Il primo progetto al quale ha partecipato attivamente l’associazione CRAFT è la riqualificazione e la gestione dello Spazio Kor, un’area di cui faceva parte la chiesa sconsacrata di San Giuseppe d’Asti, una struttura di architettura barocca restaurata dal Comune di Asti e convertita dall’Associazione in un teatro “particolare”: lo Spazio Kor è infatti un laboratorio di idee, dove un pubblico giovane e appassionato può scoprire il funzionamento del teatro e i suoi “trucchi”.Il progetto è nato da un’idea di rigenerazione culturale, per dare nuova vita a questo luogo, offrendo un calendario adeguato di spettacoli per i cittadini astigiani e non solo. Negli anni, però, ci si è resi conto della centralità del legame tra il luogo e la popolazione, che dialogano attraverso il teatro stesso, più di quello tra il luogo e l’offerta culturale.
La creazione di questa rete può essere vista come l’elemento di sostenibilità che si muove tra il sociale, il culturale e l’economico, in una logica non dialogica ma complementare, che permette di riabilitare uno spazio creandone un luogo d’incontro.
Sulla base di questo progetto sono state avviate una serie di iniziative simili, come il Diavolo Rosso, piano di riqualificazione della chiesa seicentesca sconsacrata di San Michele. La riqualificazione è stata pensata insieme a un gruppo di giovani di Asti, per offrire alla comunità un locale in cui i ragazzi potessero esprimere la propria arte, sia nella declinazione espressiva che in quella musicale.
Un altro esempio di collaborazione attiva, che illustra l’attivismo della popolazione locale e la partecipazione della cittadinanza a questo tipo di iniziative, è l’attività di Barbera Agliano l’associazione che ha creato il Barbera Fish Festival, evento pensato per celebrare l’amore di un gruppo di norvegesi per il territorio di Agliano Terme. Un festival culinario, arrivato alla sua quinta edizione, che vede protagonisti il prelibato merluzzo delle Lofoten norvegesi e il celebre Barbera d’Asti; da questa innovativa esperienza è nata l’idea di avviare un percorso di rigenerazione della Chiesa di San Michele ad Agliano in collaborazione con l’amministrazione comunale.
È importante porre l’accento sulla necessità della riqualificazione fisica, oltre che culturale, di un luogo: indubbiamente non esiste la comunità senza rigenerazione e nemmeno la rigenerazione senza comunità, è però essenziale che l’intervento sia effettuato anche dal punto di vista urbanistico.
Non si tratta solo di “aggiustare” le relazioni, ma anche il contesto territoriale e spaziale.

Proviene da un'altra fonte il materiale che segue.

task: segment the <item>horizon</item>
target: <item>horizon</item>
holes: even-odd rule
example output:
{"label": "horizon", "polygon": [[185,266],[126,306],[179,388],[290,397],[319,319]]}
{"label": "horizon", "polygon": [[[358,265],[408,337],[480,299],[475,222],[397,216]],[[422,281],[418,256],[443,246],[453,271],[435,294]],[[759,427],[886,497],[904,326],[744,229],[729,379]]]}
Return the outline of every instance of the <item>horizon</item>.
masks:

I due processi vanno avanti insieme: una “semplice” rigenerazione urbana, senza che sia connessa all’idea di rigenerazione della collettività, durerebbe poco nel tempo, mentre una rigenerazione della collettività senza una rigenerazione degli spazi porterebbe indubbiamente a progetti non sostenibili, che avrebbero poca vita, sia dal punto di vista economico che culturale.
La prospettiva interessante da analizzare, in questo caso, è la capacità, quando la riqualificazione avviene tout-court, di riabilitare spazi con una nuova relazione tra la componente fisica, architettonica e le necessità di chi quei luoghi li vive. In particolar modo, gli spazi che abbiamo raccontato sono quasi tutti edifici di carattere religioso, luoghi che un tempo assolvevano il ruolo di incontro, di creazione della comunità, che hanno visto completamente cambiata la loro funzione, rimanendo comunque spazi di relazione umana.

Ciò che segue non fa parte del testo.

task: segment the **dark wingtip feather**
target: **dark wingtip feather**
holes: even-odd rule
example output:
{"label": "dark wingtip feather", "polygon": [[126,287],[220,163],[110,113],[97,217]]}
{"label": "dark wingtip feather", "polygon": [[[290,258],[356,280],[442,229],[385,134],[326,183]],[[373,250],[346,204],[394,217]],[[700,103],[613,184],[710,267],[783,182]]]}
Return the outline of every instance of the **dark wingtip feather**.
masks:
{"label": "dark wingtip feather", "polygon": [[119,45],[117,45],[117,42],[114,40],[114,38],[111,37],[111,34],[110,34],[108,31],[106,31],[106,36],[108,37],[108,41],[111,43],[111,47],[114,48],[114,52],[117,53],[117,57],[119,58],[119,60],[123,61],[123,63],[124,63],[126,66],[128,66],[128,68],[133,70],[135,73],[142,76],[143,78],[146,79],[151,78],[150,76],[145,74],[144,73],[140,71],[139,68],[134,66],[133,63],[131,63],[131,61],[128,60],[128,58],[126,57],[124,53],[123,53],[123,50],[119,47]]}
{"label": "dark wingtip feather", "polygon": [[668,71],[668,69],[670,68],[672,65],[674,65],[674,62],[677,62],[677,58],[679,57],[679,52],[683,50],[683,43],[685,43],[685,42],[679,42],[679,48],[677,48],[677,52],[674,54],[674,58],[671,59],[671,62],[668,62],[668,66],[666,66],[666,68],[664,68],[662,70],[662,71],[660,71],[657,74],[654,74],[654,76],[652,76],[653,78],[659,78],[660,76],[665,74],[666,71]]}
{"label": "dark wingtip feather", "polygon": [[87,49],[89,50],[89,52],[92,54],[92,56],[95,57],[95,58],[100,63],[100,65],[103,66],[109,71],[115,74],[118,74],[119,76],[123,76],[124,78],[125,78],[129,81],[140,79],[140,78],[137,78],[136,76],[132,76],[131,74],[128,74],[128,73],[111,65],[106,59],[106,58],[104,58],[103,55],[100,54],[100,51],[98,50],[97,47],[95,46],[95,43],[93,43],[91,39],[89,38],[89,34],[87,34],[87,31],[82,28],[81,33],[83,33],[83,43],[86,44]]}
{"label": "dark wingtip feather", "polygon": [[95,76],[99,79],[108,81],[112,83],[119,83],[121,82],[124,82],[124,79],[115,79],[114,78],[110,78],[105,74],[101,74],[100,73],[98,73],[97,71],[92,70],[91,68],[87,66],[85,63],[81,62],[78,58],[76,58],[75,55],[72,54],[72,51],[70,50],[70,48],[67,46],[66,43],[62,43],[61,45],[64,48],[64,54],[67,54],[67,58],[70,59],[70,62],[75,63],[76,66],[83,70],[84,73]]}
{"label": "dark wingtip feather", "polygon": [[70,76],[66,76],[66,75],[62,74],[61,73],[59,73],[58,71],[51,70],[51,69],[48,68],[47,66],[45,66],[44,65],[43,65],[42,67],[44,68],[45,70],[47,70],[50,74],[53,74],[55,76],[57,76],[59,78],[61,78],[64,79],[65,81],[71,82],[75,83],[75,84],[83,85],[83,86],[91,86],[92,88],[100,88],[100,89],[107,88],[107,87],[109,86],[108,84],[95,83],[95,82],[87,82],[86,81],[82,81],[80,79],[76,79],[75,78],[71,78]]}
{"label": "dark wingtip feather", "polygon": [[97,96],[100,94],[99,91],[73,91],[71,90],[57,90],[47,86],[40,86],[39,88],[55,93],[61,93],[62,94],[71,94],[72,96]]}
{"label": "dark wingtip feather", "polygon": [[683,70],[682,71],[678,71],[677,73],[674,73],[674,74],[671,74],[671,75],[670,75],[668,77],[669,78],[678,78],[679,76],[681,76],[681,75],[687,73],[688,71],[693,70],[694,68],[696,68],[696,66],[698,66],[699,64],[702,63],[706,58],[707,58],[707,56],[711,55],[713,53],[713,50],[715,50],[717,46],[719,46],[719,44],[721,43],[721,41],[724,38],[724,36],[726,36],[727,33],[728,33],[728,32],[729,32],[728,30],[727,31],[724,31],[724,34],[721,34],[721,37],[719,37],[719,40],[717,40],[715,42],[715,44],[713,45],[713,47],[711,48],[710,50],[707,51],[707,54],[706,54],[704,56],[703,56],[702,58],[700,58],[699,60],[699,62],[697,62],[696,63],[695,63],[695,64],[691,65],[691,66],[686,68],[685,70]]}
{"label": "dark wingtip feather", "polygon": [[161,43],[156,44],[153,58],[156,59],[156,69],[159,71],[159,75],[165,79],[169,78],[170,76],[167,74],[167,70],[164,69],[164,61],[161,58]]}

In questa relazione bi-univoca forte è celato il “segreto” della riuscita di questi progetti, anche a livello turistico: comunità così coese e attive, esercitano una spinta virtuosa verso coloro che ne sentono parlare, che vorranno, anche per un breve periodo, sentirsi parte di quel gruppo ed essere “cittadini temporanei” dello spazio rigenerato.